The nation largely continues to be imagined as a white, European one in essence, appealing to secularist fantasies which at best holds a capacity to tolerate the ‘other’ or invite them ‘in’, under certain conditions. Muslim communities continue to be framed as such; an external problem that has befallen French society and must be contained, rather than a constitutive part of the cultural and labour force upon which France was shaped and continues to be built.

While we are living through a political moment that calls urgent attention to social and political fractures that will cost us the fight against climate change and the erosion of our ecosystem, the recurrent and unimaginative cycle of racist political discourse still features prominently in nationwide conversations.
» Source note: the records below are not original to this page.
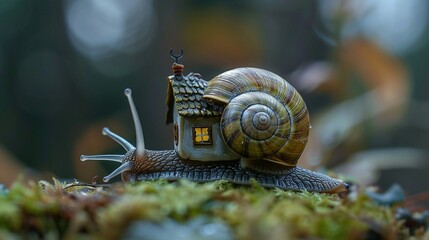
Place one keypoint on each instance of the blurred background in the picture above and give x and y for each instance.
(360, 65)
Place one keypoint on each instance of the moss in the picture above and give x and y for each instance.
(59, 210)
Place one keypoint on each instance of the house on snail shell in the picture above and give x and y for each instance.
(197, 133)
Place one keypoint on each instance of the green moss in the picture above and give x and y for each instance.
(59, 210)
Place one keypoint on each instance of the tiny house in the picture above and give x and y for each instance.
(197, 133)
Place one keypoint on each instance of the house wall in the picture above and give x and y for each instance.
(186, 149)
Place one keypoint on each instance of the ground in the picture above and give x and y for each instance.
(188, 210)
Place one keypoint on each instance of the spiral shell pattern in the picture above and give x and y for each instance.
(265, 117)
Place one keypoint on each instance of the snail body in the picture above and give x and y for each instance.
(263, 122)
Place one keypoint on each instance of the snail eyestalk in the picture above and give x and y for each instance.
(124, 143)
(140, 147)
(107, 157)
(124, 167)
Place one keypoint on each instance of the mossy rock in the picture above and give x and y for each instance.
(188, 210)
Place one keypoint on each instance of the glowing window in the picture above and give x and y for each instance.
(202, 135)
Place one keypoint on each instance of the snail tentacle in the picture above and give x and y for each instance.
(123, 168)
(122, 141)
(140, 146)
(104, 157)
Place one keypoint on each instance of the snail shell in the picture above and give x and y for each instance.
(265, 117)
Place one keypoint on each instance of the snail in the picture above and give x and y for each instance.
(246, 123)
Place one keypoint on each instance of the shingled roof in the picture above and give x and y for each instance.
(188, 91)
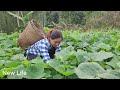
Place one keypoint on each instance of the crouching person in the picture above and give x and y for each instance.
(47, 47)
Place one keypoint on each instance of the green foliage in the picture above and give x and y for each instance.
(88, 55)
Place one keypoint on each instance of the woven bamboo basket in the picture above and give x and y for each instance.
(31, 34)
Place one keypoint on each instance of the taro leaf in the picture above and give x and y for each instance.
(7, 43)
(66, 53)
(88, 70)
(60, 68)
(18, 57)
(82, 56)
(100, 56)
(118, 44)
(57, 76)
(118, 64)
(115, 72)
(107, 76)
(37, 60)
(26, 63)
(113, 62)
(12, 63)
(2, 52)
(104, 46)
(6, 71)
(35, 71)
(19, 73)
(2, 62)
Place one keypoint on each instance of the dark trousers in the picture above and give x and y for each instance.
(33, 56)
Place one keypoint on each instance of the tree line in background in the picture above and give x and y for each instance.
(12, 21)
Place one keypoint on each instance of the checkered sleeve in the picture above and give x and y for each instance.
(44, 52)
(58, 48)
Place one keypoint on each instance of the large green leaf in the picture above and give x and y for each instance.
(60, 68)
(19, 73)
(113, 62)
(100, 56)
(88, 70)
(82, 56)
(35, 71)
(104, 46)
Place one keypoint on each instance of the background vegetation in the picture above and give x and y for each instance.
(11, 21)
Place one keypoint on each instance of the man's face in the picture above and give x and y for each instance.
(55, 42)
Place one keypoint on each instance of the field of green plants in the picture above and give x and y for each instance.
(84, 55)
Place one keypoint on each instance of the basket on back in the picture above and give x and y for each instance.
(31, 34)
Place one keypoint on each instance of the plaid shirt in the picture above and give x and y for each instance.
(41, 48)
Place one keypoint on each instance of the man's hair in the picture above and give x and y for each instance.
(54, 34)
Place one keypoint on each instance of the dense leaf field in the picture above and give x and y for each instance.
(84, 55)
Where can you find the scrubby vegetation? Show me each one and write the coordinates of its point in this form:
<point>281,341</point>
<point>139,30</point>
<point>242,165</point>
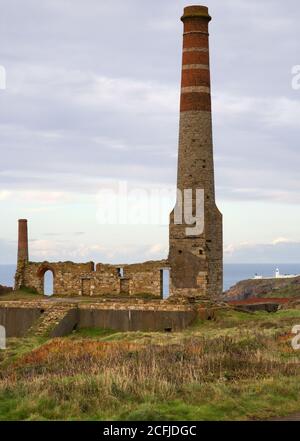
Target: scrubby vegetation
<point>241,366</point>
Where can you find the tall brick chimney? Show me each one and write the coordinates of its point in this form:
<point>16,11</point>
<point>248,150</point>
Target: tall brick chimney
<point>196,260</point>
<point>23,242</point>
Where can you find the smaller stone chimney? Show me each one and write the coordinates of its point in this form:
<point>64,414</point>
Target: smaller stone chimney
<point>22,253</point>
<point>23,242</point>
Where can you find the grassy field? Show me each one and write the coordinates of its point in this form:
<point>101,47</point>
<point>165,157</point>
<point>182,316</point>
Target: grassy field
<point>240,366</point>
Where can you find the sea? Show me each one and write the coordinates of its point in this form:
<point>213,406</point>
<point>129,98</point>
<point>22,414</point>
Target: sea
<point>233,272</point>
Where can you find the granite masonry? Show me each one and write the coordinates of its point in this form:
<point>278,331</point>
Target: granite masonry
<point>195,259</point>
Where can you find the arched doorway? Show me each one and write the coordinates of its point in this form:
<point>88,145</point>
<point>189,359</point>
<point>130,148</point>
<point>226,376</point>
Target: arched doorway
<point>46,275</point>
<point>48,283</point>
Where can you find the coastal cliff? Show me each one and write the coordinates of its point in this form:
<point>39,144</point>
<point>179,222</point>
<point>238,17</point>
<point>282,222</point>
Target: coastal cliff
<point>271,288</point>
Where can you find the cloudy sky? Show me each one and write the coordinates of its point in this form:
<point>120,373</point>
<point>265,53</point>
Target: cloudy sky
<point>91,104</point>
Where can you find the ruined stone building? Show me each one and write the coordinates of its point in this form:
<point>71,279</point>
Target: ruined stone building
<point>195,258</point>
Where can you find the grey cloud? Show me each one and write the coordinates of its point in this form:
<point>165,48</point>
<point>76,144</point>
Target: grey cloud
<point>93,91</point>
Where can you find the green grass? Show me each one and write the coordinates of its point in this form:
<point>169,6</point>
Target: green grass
<point>239,366</point>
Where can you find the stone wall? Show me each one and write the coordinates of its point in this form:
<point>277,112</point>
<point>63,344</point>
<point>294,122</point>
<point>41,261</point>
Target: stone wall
<point>83,279</point>
<point>18,317</point>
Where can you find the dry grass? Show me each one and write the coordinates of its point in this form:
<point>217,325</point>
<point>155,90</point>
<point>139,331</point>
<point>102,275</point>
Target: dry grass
<point>191,375</point>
It is fixated on a fight against ‘radicalisation’, in which even ‘international’ supermarket food aisles and halal food have featured as loose components of this national ‘threat’.

In the words of Toni Morrison, ‘the function, the very function of racism, is distraction.’

Though not new, and beyond its framing as a ‘culture war’, the demonisation of Muslims builds on a current political force that extends beyond France’s borders as well. Indeed, the French state does not merely aim to tackle an ‘Islam in crisis’ and regulate it in line with republican ideals. It also functions to entrench the country’s long-standing ‘war on terror’ agenda, through the expansion of the surveillance state.

Yasmine Kherfi is a researcher and doctoral candidate based at the London School of Economics and Political Science.